What is a Hanukkah Gelt Drop?
What is a Gelt Drop? The Gelt Drop is a newer tradition in the Jewish faith, whereby gelt - usually in the form of chocolate coins wrapped in gold or silver foil, is dropped from a high place (often the top of a fire ladder) in a public place.
Gelt is the Yiddish word for money and, although there were no stories-high fire ladders in ancient times, the tradition of giving money during the holidays foes back centuries. The gift of gelt is also meant to reward and teach children. In the game of dreidel gelt is also used to for making bets and as prize money.
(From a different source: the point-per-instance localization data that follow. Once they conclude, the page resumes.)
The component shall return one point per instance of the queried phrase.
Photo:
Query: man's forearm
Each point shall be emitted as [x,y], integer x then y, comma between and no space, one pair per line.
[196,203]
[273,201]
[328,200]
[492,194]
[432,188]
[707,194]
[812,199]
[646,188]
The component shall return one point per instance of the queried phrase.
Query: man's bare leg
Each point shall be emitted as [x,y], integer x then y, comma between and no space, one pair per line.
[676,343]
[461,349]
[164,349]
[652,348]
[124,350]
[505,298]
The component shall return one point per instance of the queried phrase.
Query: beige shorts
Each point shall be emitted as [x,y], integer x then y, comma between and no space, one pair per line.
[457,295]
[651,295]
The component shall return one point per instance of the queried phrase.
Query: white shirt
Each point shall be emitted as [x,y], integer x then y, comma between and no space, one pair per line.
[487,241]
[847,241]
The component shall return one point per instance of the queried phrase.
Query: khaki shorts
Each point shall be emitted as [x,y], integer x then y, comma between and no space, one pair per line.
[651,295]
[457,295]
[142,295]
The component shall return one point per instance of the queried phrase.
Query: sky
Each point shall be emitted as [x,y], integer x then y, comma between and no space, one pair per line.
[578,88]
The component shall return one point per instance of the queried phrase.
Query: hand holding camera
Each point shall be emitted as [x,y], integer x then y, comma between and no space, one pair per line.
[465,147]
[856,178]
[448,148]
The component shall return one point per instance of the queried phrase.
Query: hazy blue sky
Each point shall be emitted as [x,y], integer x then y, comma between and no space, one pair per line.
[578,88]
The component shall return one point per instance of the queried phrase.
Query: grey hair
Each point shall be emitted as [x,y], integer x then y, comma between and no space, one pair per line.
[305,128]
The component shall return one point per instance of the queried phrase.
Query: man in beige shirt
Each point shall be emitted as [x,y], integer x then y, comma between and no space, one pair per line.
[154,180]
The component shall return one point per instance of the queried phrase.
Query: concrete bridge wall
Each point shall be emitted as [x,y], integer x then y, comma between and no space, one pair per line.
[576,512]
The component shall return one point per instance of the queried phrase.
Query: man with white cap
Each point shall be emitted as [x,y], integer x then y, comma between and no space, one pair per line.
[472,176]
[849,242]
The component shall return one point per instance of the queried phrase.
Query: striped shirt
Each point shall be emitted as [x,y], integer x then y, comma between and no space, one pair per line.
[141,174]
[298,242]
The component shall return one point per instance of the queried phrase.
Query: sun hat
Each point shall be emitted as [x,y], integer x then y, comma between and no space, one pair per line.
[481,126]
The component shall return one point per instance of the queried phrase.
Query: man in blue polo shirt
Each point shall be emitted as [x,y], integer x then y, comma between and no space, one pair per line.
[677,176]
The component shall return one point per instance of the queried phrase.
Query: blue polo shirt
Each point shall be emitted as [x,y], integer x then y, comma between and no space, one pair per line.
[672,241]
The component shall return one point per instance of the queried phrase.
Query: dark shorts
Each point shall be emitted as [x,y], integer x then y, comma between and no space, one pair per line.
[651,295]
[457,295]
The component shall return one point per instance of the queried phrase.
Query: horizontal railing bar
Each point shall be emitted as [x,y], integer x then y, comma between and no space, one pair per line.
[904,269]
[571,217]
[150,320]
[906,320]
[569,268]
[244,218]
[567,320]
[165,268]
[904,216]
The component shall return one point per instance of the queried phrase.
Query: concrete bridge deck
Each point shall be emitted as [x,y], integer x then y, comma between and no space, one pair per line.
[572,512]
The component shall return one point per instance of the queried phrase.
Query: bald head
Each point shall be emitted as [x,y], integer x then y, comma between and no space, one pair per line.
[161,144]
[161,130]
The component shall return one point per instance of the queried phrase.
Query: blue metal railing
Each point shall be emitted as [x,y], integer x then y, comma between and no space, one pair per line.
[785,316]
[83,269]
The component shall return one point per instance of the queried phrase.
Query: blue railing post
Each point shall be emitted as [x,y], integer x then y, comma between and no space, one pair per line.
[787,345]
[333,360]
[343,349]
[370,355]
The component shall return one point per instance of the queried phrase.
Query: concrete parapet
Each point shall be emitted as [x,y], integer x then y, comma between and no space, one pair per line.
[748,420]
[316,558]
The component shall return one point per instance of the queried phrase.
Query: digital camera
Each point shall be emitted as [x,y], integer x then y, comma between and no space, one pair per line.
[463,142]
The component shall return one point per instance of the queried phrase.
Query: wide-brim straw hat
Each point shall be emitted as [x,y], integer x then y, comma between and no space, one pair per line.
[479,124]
According to Jewish tradition those receiving gelt are supposed to donate a portion of it to charity. In fact the fifth night of Hanukkah - there are eight days in the holiday - focuses on good deeds.
In recent times those of the Jewish faith have held Gelt Drops in public places to encourage the celebration of Hanukkah as not only a symbol of religious significance and reflection, but also one of great joy. In this way, some say, there can be an association with the same type of fun with which Christmas is regarded. Celebrants of Christmas have also given chocolate coins for centuries, with coins wrapped in paper, tins, and eventually foil.
Gelt Drops are becoming more and more popular around the world. In the United States local fire departments have participated in the drops in an effort to promote a sense of community and tolerance.
Foil-wrapped coins are also used to celebrate the Chinese New Year.